Judith Schneidermann hatte damals das Glück, bei den Nationalsozialisten durch ihren Gesang Eindruck gemacht zu haben sowie erst gegen Kriegsende deportiert worden zu sein. Sie und vier ihrer sieben Geschwister überlebten, den Rest ihrer Familie sah sie jedoch nie wieder. Später wanderte sie mit ihrem Ehemann in die USA aus, wo sie schließlich eine kleine Familie gründete - sie bekam drei Söhne und eine Tochter. Und eben diese Tochter, Helene Schneidermann, begegnete uns nun an diesem Dienstagvormittag auf der Bühne wieder. Begleitet von einem Pianisten (Götz Payer), einem Bariton-Sänger (André Morsch) und einer Erzählerin (Franziska Walser) untermalte sie die Geschichte ihrer Mutter mit ihrem Gesang. Abwechselnd wurde aus deren Autobiografie vorgelesen und gesungen, begleitet von Klaviermusik.
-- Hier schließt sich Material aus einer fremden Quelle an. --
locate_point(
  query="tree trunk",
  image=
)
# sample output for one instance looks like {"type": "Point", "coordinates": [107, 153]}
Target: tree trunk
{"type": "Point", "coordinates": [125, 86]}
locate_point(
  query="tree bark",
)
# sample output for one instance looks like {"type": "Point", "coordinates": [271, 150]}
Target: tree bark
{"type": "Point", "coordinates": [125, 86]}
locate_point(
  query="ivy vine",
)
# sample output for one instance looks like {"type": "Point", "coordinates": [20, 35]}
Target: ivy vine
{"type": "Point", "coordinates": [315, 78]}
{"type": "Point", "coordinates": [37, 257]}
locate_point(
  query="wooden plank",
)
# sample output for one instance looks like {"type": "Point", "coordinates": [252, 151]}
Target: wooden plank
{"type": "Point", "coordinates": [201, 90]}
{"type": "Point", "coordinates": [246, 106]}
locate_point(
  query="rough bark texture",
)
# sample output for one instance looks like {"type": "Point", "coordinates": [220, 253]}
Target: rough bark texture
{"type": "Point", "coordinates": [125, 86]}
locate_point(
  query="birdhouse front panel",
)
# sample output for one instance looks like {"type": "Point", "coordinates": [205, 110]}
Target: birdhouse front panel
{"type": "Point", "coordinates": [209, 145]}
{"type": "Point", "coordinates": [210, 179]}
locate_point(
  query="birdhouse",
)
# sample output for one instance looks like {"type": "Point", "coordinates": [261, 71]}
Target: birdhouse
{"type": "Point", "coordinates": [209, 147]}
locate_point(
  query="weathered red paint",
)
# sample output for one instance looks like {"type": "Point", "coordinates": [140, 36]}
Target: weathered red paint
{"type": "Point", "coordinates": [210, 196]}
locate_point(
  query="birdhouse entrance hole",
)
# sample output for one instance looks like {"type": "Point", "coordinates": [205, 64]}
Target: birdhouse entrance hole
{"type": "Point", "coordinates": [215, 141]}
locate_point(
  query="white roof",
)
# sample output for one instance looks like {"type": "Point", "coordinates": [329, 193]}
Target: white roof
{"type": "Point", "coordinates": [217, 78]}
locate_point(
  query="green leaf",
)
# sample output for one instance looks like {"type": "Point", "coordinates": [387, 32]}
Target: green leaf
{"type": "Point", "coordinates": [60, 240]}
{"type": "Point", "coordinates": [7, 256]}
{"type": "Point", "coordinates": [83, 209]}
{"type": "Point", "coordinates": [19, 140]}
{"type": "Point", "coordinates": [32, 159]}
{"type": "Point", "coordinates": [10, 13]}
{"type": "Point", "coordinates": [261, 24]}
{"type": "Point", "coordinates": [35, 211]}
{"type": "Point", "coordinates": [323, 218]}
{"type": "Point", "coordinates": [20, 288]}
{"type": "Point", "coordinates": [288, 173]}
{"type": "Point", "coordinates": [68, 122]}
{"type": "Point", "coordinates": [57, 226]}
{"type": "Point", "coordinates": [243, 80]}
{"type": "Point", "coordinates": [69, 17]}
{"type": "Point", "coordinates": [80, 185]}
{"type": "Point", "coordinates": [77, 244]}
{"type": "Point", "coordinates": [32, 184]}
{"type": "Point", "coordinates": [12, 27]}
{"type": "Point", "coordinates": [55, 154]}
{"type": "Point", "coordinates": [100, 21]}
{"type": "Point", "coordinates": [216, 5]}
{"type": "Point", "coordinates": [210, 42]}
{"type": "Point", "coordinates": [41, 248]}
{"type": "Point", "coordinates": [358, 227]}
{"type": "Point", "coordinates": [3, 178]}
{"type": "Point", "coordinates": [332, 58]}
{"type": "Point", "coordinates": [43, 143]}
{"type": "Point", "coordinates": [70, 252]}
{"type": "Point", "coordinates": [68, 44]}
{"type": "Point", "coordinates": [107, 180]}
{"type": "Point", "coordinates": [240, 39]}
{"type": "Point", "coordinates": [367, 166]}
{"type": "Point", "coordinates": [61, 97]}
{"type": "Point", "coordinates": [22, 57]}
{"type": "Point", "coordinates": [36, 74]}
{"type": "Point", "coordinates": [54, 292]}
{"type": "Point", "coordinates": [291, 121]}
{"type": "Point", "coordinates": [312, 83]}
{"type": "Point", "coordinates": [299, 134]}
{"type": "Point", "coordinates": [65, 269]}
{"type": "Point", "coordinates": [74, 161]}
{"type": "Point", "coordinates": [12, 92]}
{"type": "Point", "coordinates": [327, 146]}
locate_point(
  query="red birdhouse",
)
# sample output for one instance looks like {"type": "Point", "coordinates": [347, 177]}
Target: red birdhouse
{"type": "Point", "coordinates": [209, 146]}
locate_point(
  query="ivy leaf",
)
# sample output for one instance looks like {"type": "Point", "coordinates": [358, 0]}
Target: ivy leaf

Judith und Paul Schneidermann (ihr Ehemann) haben beide immer gerne gesungen, was ihre Tochter in diesem Konzert noch einmal aufleben ließ. Gesungen wurde Schubert, Jerry Bocks „If I were a rich man“ und viele traditionelle Lieder auf Jiddisch, was wir besonders schön und beeindruckend fanden. Keiner von uns hatte davor jemals etwas auf Jiddisch gehört. Abgesehen davon passten die Lieder auch gut zu den Ausschnitten aus „Ich sang um mein Leben“, Judith Schneidermanns Biografie, und die Atmosphäre hatte somit von Anfang an etwas Fesselndes. Gerade die Sänger, aber eigentlich jeder einzelne auf der Bühne strahlte Leidenschaft aus. Es war, als durchlebten sie Frau Schneidermanns Geschichte erneut, und gerade bei Helene Schneidermann sah man auch deutlich, wie viel Herzblut in dieses Projekt geflossen war.
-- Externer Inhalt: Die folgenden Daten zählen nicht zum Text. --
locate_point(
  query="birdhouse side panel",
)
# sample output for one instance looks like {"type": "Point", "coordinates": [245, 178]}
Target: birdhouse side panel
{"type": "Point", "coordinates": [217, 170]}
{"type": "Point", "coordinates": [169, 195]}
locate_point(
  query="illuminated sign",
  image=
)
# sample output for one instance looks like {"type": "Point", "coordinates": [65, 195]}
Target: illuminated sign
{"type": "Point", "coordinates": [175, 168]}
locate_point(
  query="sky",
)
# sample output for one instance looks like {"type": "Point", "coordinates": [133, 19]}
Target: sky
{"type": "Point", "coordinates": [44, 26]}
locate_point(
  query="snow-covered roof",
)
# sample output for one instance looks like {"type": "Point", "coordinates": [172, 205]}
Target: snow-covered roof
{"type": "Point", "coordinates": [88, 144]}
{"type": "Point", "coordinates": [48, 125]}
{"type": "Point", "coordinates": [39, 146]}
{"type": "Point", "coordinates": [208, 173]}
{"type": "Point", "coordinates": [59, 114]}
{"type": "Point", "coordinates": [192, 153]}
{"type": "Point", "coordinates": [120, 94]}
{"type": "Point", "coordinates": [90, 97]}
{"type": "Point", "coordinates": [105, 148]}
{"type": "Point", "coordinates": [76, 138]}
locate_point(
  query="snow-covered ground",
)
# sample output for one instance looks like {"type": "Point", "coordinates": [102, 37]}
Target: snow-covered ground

Das steckte natürlich auch uns an – gerade, weil der klassische Gesang der beiden Sänger gewaltig war. Sie schafften es, den ganzen Saal auszufüllen, nur mit ihrer Stimme, ohne Hilfsmittel oder eine große Bühnenshow, die ja auch gar nicht zum Thema gepasst hätte. Aber auch die Erzählerin las die Geschichte hinter all dem so gefühlvoll und lebhaft, dass wir uns alle sehr andächtig wiederfanden. Außerdem glaube ich, dass ein solches Konzert eine sehr wirkungsvolle Art ist, an die Geschehnisse zu erinnern und so auch ein breites Publikum zu erreichen, von dem jeder ein wenig mehr fühlen kann als sonst, worum es eigentlich geht – auch, wenn er oder sie in einem ganz anderen Jahrhundert geboren wurde und sich dieser Teil unserer Geschichte zum Glück recht weit entfernt anfühlt.
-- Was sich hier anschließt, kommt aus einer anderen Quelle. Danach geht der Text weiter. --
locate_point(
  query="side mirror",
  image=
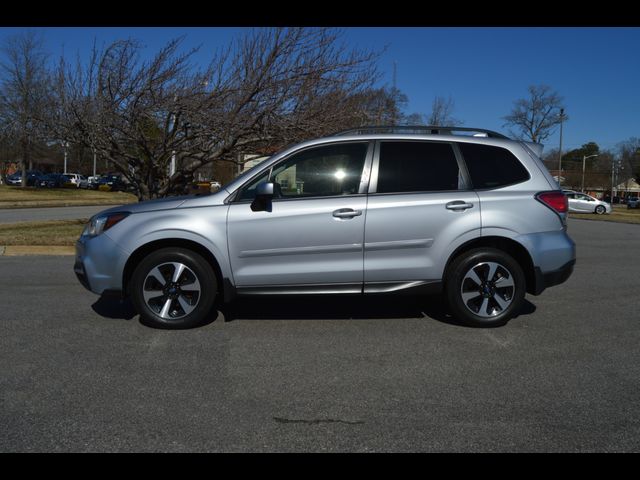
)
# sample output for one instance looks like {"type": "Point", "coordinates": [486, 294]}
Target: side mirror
{"type": "Point", "coordinates": [264, 195]}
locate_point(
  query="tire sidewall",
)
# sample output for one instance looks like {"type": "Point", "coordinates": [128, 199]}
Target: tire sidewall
{"type": "Point", "coordinates": [197, 264]}
{"type": "Point", "coordinates": [459, 269]}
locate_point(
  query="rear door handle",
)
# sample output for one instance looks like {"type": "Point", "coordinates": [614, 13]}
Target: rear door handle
{"type": "Point", "coordinates": [458, 205]}
{"type": "Point", "coordinates": [346, 213]}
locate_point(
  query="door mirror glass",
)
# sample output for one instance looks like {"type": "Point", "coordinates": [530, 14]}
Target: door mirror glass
{"type": "Point", "coordinates": [263, 198]}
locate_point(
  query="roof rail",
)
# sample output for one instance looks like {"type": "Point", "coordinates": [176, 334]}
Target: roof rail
{"type": "Point", "coordinates": [418, 130]}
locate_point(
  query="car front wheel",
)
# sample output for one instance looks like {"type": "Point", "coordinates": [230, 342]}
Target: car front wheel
{"type": "Point", "coordinates": [485, 287]}
{"type": "Point", "coordinates": [173, 288]}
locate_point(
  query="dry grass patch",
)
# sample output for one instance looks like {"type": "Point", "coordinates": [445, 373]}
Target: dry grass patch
{"type": "Point", "coordinates": [51, 233]}
{"type": "Point", "coordinates": [17, 197]}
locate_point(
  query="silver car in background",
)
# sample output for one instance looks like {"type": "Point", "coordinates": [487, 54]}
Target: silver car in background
{"type": "Point", "coordinates": [465, 212]}
{"type": "Point", "coordinates": [583, 203]}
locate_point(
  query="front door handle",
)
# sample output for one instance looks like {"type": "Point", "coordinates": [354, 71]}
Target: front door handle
{"type": "Point", "coordinates": [458, 205]}
{"type": "Point", "coordinates": [346, 213]}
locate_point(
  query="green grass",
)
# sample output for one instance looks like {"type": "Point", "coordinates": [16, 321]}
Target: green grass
{"type": "Point", "coordinates": [54, 232]}
{"type": "Point", "coordinates": [18, 197]}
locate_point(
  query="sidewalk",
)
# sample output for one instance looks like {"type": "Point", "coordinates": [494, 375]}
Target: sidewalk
{"type": "Point", "coordinates": [17, 250]}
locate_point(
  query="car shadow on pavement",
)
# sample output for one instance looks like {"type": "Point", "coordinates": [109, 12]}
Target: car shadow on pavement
{"type": "Point", "coordinates": [344, 307]}
{"type": "Point", "coordinates": [309, 307]}
{"type": "Point", "coordinates": [114, 306]}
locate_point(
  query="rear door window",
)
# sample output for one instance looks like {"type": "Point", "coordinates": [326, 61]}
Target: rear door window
{"type": "Point", "coordinates": [492, 167]}
{"type": "Point", "coordinates": [407, 166]}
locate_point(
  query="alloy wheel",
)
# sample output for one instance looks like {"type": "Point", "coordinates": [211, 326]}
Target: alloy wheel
{"type": "Point", "coordinates": [487, 289]}
{"type": "Point", "coordinates": [171, 290]}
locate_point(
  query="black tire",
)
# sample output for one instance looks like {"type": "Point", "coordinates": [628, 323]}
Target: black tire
{"type": "Point", "coordinates": [184, 307]}
{"type": "Point", "coordinates": [486, 304]}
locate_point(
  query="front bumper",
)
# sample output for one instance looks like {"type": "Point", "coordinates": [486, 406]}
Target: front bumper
{"type": "Point", "coordinates": [99, 263]}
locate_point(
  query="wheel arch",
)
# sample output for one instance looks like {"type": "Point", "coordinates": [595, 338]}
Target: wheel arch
{"type": "Point", "coordinates": [507, 245]}
{"type": "Point", "coordinates": [141, 252]}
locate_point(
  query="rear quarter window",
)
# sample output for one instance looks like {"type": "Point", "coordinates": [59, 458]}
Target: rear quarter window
{"type": "Point", "coordinates": [492, 167]}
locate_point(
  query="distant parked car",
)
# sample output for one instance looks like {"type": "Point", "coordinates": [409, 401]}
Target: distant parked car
{"type": "Point", "coordinates": [74, 179]}
{"type": "Point", "coordinates": [89, 182]}
{"type": "Point", "coordinates": [112, 183]}
{"type": "Point", "coordinates": [633, 202]}
{"type": "Point", "coordinates": [16, 178]}
{"type": "Point", "coordinates": [583, 203]}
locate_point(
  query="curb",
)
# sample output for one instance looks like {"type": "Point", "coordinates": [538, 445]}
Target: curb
{"type": "Point", "coordinates": [20, 250]}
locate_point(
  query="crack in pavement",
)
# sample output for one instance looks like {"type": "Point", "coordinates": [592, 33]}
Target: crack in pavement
{"type": "Point", "coordinates": [317, 421]}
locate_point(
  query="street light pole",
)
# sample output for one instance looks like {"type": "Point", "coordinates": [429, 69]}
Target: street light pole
{"type": "Point", "coordinates": [65, 145]}
{"type": "Point", "coordinates": [560, 152]}
{"type": "Point", "coordinates": [584, 158]}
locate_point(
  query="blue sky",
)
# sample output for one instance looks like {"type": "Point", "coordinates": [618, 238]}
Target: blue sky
{"type": "Point", "coordinates": [484, 69]}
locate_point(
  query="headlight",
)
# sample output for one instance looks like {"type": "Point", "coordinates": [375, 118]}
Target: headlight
{"type": "Point", "coordinates": [102, 223]}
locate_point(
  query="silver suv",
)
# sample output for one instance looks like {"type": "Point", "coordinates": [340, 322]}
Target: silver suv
{"type": "Point", "coordinates": [475, 216]}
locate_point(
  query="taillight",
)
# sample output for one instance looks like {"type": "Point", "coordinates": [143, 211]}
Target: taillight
{"type": "Point", "coordinates": [556, 201]}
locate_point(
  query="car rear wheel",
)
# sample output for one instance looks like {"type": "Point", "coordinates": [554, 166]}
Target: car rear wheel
{"type": "Point", "coordinates": [485, 287]}
{"type": "Point", "coordinates": [173, 288]}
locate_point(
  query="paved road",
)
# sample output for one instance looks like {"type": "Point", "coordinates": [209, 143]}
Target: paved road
{"type": "Point", "coordinates": [12, 215]}
{"type": "Point", "coordinates": [78, 373]}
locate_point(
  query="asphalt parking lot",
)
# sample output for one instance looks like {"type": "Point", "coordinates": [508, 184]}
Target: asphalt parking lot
{"type": "Point", "coordinates": [79, 373]}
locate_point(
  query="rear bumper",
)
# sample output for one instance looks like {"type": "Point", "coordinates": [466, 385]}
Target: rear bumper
{"type": "Point", "coordinates": [556, 277]}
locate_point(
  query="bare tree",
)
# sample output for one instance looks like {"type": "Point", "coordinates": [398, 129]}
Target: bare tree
{"type": "Point", "coordinates": [442, 113]}
{"type": "Point", "coordinates": [23, 92]}
{"type": "Point", "coordinates": [629, 155]}
{"type": "Point", "coordinates": [270, 88]}
{"type": "Point", "coordinates": [536, 117]}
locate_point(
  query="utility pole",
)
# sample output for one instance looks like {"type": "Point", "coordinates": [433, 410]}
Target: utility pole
{"type": "Point", "coordinates": [65, 145]}
{"type": "Point", "coordinates": [560, 152]}
{"type": "Point", "coordinates": [395, 93]}
{"type": "Point", "coordinates": [584, 158]}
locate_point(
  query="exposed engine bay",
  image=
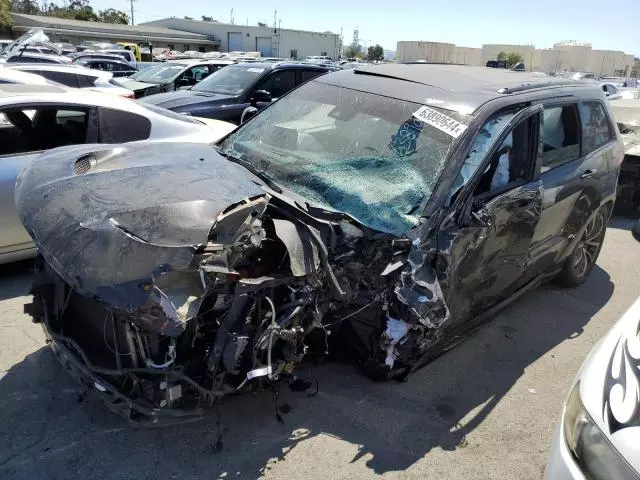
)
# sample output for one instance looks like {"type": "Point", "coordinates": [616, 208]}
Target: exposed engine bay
{"type": "Point", "coordinates": [264, 293]}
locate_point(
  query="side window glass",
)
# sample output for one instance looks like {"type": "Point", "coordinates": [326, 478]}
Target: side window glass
{"type": "Point", "coordinates": [479, 148]}
{"type": "Point", "coordinates": [596, 127]}
{"type": "Point", "coordinates": [23, 131]}
{"type": "Point", "coordinates": [64, 78]}
{"type": "Point", "coordinates": [309, 74]}
{"type": "Point", "coordinates": [279, 83]}
{"type": "Point", "coordinates": [199, 72]}
{"type": "Point", "coordinates": [117, 126]}
{"type": "Point", "coordinates": [511, 163]}
{"type": "Point", "coordinates": [560, 136]}
{"type": "Point", "coordinates": [85, 81]}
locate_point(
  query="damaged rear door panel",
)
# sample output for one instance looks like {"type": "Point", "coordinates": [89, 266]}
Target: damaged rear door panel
{"type": "Point", "coordinates": [484, 242]}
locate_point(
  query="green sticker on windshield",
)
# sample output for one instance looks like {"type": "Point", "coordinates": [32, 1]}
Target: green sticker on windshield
{"type": "Point", "coordinates": [440, 121]}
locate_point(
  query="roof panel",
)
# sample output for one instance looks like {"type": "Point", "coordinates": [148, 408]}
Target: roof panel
{"type": "Point", "coordinates": [453, 87]}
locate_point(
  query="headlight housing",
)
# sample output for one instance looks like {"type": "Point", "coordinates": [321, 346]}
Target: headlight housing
{"type": "Point", "coordinates": [590, 448]}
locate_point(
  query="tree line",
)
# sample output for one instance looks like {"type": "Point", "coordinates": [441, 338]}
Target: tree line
{"type": "Point", "coordinates": [374, 52]}
{"type": "Point", "coordinates": [510, 59]}
{"type": "Point", "coordinates": [71, 9]}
Zum Schluss will ich noch anmerken, dass das Konzert und die Lieder überhaupt nicht, wie man vielleicht annehmen sollte, deprimierend waren. Im Gegenteil ist die Message Judith Schneidermanns eigentlich die, dass sie trotz all dem, was ihr widerfahren ist, nie den Glauben an die Menschheit und an das Gute im Menschen verloren hat. Eine Einstellung, die nicht nur bewundernswert ist, sondern die man auch, so schrecklich all das war, nie vergessen sollte.